Although nachos are usually served as an appetizer or even a bar snack, this version is healthy and hearty enough for dinner, as it’s loaded with chicken and black beans and topped with chunks of fresh tomatoes and avocado.
Chicken Taco Nachos
For the black beans:
2 Tbs. lard, bacon drippings or canola oil
1/2 white onion, finely chopped
3 garlic cloves, minced
1 tsp. ground cumin
Kosher salt and freshly ground pepper
2 cans (15 oz./470 g each) black beans, rinsed and drained
3/4 cup (6 fl. oz./180 ml) low-sodium chicken broth
1 1/4 lb. (625 g) boneless, skinless chicken breasts
2 tsp. canola oil
2 tsp. ground cumin
2 tsp. chili powder
1/2 tsp. kosher salt
6 oz. (185 g) corn tortilla chips
6 oz. (185 g) Monterey jack cheese, shredded
2 ripe tomatoes, diced
1 ripe avocado, pitted, peeled and cut into 1/2-inch (12-mm) cubes
1/2 cup (4 oz./125 g) sour cream
To make the beans, in a heavy saucepan over medium-high heat, melt the lard. Add the onion and sauté until translucent, about 5 minutes. Stir in the garlic and cumin, season with salt and pepper and sauté just until the garlic is soft, about 1 minute.
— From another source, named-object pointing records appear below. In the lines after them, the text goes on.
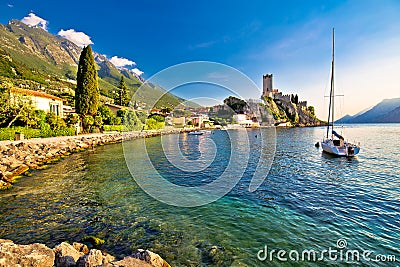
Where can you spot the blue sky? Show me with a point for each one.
(291, 39)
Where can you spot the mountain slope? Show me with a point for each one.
(50, 60)
(387, 111)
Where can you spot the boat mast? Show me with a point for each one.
(331, 96)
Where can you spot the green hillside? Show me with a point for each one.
(36, 59)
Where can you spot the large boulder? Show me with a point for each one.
(34, 255)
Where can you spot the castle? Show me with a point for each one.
(268, 91)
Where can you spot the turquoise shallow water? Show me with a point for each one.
(308, 201)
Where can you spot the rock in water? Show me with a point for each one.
(34, 255)
(94, 258)
(151, 258)
(66, 255)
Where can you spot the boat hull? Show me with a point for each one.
(347, 150)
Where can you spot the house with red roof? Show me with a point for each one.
(41, 100)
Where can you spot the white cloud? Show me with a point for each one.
(137, 71)
(121, 62)
(78, 38)
(33, 20)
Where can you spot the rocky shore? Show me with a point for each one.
(17, 157)
(75, 255)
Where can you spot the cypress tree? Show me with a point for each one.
(122, 95)
(87, 94)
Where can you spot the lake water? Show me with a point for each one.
(308, 201)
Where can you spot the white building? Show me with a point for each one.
(41, 100)
(242, 120)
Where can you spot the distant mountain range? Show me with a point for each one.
(36, 59)
(387, 111)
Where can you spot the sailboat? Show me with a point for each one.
(334, 143)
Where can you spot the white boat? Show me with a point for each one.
(334, 143)
(195, 133)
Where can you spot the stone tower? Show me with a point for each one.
(267, 85)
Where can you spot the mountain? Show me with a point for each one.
(33, 58)
(387, 111)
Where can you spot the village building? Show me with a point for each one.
(41, 100)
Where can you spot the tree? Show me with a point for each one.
(311, 109)
(87, 94)
(122, 97)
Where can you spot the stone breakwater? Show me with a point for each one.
(17, 157)
(75, 255)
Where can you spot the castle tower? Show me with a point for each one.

Add the beans and stir to coat with the fat and seasonings. Add the broth, stir once or twice and bring to a boil. Reduce the heat to low and simmer until the beans thicken, about 20 minutes. When the beans are done, taste, adjust the seasoning and cover to keep warm.
While the beans are simmering, prepare the chicken: Preheat an oven to 375°F (190°C). Line a baking sheet with aluminum foil
Arrange the chicken on a large plate. Brush on both sides with the canola oil and season all over with the cumin, chili powder and salt. Arrange on the prepared pan and bake until opaque throughout, about 25 minutes. Remove from the oven and let cool. When cool enough to handle, using your hands or 2 forks, shred the meat into bite-sized pieces.
Preheat a broiler.
Spread the tortilla chips in a single layer in a large cast-iron pan or on a clean baking sheet. Top with the black beans, then the chicken and then the cheese. Slip under the broiler and broil just until the cheese is melted, about 3 minutes.
Remove the nachos from the broiler and, using a large, wide spatula, carefully transfer to a serving platter. Garnish with the tomatoes and avocado. Dollop with the sour cream and serve immediately. Serves 4.